The incident left Medley with overwhelming feelings of shame. 

“I was the one who had invited him in, so how could I tell anybody?” she said. “All I knew was that sex was supposed to be saved for marriage. 

“Then I realized that something was growing inside of me. I didn’t know anything about pregnancy,” she added. “All I knew was that I wanted to be dead and I felt I needed to kill the baby and myself. I threw myself down the stairs a couple of times trying to kill myself and the baby but all I got were bruises.

“I tried to hide the baby. I wore buttoned-up coats at school so no one could detect that I was pregnant. One day my water broke and I started bleeding. The blood would not stop flowing and I couldn’t clean it up. I just gave up and lay down on my bedroom floor.

“My mother came home and saw the mess and surprisingly, she went to bed.  What I didn’t know was that she had had a similar experience in her teens that must have triggered trauma in her.

“I experienced a whole night of labor pains and I did not know what was happening. Then this baby started to come and I yelled for my mother and she called an ambulance. The ambulance took us to the same hospital where my mom worked. She was fearful and embarrassed for me. 

“The doctor was nasty to me and the nurse was not kind. The baby was a stillborn.The doctor said, ‘Well, what did you think was going to happen?”

“My mom didn’t say anything — but I could see the pain in her face.The same kind of thing happened to her in her teens. She was mourning  the child she had lost.” 

Although her childhood was traumatic, Medley grew up to become an accomplished journalist writing for numerous publications.

Aware that writers need guidance and support to get their manuscript published, Medley founded the Life Journey Writer’s Guild in 2007 after a scammer promised to edit her collection of short stories but absconded with $200 instead.

“I tracked her down to Bangor, Maine and told her that she almost killed my dream,” said Medley, who feels that the incident was supposed to happen. “I think God wanted me to shield other budding writers from shysters by starting the group.”
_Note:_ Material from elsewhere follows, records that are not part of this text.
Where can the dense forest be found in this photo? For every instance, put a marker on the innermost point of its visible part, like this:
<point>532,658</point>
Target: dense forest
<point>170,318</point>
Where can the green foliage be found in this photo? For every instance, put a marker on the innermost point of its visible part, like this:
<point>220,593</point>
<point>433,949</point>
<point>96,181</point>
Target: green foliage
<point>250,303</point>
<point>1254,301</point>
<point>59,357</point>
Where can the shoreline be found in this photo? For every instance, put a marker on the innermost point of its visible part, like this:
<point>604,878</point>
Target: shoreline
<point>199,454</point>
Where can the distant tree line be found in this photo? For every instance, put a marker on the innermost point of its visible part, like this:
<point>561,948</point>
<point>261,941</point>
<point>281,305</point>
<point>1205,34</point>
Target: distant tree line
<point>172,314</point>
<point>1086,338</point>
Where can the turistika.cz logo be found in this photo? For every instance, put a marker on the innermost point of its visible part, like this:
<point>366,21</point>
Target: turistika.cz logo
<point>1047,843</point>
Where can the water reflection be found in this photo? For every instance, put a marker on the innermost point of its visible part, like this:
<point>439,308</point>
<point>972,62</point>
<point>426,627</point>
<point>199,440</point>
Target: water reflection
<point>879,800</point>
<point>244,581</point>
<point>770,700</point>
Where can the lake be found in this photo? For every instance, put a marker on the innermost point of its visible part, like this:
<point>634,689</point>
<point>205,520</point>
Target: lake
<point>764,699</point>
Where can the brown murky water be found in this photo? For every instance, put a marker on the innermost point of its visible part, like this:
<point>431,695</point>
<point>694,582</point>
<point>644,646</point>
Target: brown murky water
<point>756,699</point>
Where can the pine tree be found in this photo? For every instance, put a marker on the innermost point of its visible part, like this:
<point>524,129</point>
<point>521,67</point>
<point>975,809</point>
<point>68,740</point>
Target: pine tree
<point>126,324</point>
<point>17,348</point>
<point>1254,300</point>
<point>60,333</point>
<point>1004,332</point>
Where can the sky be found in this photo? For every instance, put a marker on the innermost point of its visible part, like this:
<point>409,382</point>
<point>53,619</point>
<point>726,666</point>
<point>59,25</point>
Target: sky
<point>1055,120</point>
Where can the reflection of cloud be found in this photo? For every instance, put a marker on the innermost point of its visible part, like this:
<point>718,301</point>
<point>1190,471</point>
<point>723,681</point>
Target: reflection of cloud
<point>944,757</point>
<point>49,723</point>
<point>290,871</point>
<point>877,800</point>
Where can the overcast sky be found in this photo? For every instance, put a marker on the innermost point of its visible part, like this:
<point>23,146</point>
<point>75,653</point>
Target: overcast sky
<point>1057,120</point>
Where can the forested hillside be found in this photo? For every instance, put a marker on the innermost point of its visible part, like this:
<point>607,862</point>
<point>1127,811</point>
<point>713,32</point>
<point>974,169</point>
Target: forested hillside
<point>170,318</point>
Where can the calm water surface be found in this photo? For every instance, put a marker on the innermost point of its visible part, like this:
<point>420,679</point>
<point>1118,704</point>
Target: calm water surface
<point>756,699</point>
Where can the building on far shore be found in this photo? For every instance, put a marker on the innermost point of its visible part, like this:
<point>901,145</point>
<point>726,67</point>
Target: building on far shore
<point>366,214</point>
A member of a prison ministry for 30 years, Medley showcased her playwriting skills by writing “The Prison Plumb Line,” about female prisoners who discover their untapped talents which was performed at The Charles County Detention Center in Maryland.
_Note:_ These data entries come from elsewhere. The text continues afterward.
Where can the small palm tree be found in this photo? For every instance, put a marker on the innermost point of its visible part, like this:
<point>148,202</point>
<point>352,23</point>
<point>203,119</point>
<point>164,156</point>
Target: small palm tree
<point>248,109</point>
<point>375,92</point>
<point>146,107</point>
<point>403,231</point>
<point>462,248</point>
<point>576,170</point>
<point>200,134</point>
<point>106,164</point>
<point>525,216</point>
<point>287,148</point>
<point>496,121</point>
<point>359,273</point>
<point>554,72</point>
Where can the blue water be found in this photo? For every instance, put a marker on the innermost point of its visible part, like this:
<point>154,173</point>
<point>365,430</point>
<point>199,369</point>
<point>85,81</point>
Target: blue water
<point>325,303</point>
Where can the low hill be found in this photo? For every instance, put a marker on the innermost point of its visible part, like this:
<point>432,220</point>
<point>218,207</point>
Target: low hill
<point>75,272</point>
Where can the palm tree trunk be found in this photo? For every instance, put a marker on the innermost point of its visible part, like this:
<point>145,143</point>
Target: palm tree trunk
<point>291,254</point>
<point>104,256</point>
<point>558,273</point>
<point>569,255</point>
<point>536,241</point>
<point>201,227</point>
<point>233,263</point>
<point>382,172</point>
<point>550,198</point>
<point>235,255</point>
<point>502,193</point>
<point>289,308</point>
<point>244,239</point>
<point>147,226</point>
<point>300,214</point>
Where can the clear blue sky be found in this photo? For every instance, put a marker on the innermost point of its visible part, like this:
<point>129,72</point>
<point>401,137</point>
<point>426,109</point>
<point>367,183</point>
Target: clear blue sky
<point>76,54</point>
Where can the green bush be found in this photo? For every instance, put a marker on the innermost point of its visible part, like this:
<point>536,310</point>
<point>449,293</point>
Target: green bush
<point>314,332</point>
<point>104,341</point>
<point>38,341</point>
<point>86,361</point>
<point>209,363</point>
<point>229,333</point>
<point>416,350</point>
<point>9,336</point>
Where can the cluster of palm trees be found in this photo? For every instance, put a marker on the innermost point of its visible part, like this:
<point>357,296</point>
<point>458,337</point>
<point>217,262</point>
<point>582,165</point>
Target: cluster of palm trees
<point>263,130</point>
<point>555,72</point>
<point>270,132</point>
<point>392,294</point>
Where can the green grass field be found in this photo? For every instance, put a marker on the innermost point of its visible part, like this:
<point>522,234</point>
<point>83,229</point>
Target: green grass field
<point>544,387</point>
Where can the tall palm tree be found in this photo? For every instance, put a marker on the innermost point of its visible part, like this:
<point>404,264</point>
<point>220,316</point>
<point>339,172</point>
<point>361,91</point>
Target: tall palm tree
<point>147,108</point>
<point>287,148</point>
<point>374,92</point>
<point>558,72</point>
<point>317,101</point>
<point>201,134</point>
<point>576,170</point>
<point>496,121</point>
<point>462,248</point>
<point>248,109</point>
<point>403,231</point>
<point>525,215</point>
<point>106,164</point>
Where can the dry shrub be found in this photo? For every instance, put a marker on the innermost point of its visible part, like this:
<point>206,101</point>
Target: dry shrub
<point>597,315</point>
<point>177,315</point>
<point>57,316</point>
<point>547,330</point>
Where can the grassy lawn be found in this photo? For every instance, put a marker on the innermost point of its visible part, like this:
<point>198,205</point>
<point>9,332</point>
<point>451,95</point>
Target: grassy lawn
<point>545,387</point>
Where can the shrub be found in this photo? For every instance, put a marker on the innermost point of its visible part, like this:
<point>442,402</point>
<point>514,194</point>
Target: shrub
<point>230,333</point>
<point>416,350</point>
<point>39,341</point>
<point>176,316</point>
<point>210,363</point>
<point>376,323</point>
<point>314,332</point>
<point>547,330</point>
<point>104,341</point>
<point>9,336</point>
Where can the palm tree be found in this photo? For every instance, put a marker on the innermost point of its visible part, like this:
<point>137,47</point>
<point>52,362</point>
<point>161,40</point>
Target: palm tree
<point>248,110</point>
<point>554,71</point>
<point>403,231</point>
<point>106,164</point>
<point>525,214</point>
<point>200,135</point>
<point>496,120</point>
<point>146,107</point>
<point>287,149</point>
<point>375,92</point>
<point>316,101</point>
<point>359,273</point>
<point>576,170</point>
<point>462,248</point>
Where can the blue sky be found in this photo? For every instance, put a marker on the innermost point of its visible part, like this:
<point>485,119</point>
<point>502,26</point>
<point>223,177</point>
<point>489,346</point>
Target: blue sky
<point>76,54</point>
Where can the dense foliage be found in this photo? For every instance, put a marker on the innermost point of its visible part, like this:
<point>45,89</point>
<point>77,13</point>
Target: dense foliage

“It’s a traveling play, so it can be performed anywhere in the country,” said Medley, who will be in Los Angeles in July to pitch a screenplay, entitled “The Number Hole.”

Nobody has the power to keep a piece of paper and a pencil away from you,” Medley said. “Nobody can stop you from writing. You get your power back when you write and it’s empowering. It can translate from the page to your life.”